I wanted to kiss him, and I wanted him to kiss me back. That’s what I wanted.

What I want.

“It does matter,” I say, stepping closer. I don’t want to be at odds with him. The day flashes through my mind: the assembly, my Pike Place Market rescue, arguing over pizza. The record store and Sean Yee’s lab and Neil’s house, the place no one ever goes. My house, then, and the zoo and the library. The library. That dance. Then Two Birds, and singing while scrubbing dishes, and the open mic and how incredible I felt afterward.

The bench.

How much of it was real? What happened at his house, yes, and what happened at mine. But everything else? Before I forgive him, I have to know for sure.

“I just need to know,” I say. “How much of today was real? Because what happened on the bench—we almost kissed, Neil.” That last part, I whisper it.

I didn’t want it to be an almost, I will myself to say. I wanted his mouth on mine and his hands in my hair. It wasn’t something I’d been imagining for months and months. I had no preconceived notions of what it would be like, and for once I wanted to turn off my brain and simply feel.

I don’t know how to explain to him how unusual that is for me.

He turns even redder. “I guess it’s good we didn’t. We just… got caught up in the moment. It would have been a mistake.”

A mistake.

He hunches his shoulders, turning slightly away from me. The shock of learning this was one-sided sends me backward a few paces. A boulder shoved into my chest. So I was played, then. After all these hours, I am still merely a game to him.

Hours. It’s only been hours. A mind can’t change that quickly—and yet mine did. I was so sure his did too.

I force my face not to fall, force my hands not to tremble. My heart, though—that’s the one I can’t control. When I was younger, I never understood it when someone’s “heart sank” in a book. It’s not physically possible, I told anyone who’d listen. Now I know more than ever before exactly what it feels like for a heart to sink. Except it’s not just my heart; it’s my entire body that wants to crumble.

He’s so embarrassed about what happened on the bench that he won’t even look at me, instead immersed in what must be a fascinating dip in the sidewalk.

“Rowan?” he says, as though he wants to make sure I heard him break me.

“Right. Right,” I say with more conviction than I feel. It’s too cold outside, and I hug my arms tight around myself. It doesn’t stop that sinking feeling. It doesn’t stop the pressure building behind my eyes or the way my voice sounds strained and high-pitched. “A huge mistake. Got it.”

“Glad we’re on the same page,” he says, but his words are clipped, and he sounds anything but glad.

“Good thing we came to our senses. I mean, you and me? In what universe would that have made sense?” If I force myself to say it out loud, maybe I’ll believe it. It has to make this hurt less. “The rest of the senior class would have had a field day with it.”

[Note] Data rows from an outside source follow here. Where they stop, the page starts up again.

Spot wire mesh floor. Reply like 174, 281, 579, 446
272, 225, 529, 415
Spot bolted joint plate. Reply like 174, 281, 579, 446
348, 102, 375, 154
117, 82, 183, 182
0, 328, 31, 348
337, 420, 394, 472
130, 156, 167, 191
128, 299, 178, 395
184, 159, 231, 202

I think about all the moments I was too cruel, the times I pushed him away. If I’d done the opposite, would we be having this conversation? Or would it only be more painful?

“Can we—can we just drop it?” he asks. Stammering. “Please?”

“Sure. Fine.” I kneel down to open my backpack, searching for my keys. I can’t look at him right now. I don’t want him to see that I’m on the verge of crying. He doesn’t need more ammunition.

God, what is wrong with me? Neil McNair wouldn’t have been my perfect boyfriend. Under no circumstances is he the person I should have been with.

My fingers close around cool metal, and I make a tight fist around the keys to anchor myself. Maybe he deserves to win the game after all. He tricked me into thinking I had feelings for him, then somehow turned them real. He’s the true champion of Westview, ensuring this final competition would end with me utterly sunk.

“We only have two more clues,” he says, softly this time. He turns to face me. Fuck. I hope he doesn’t think he needs to treat me delicately now. I’m not sure what would be worse, the teasing when I confessed my ninth-grade crush, or this. “Let’s finish them up, and then we can figure this whole thing out.”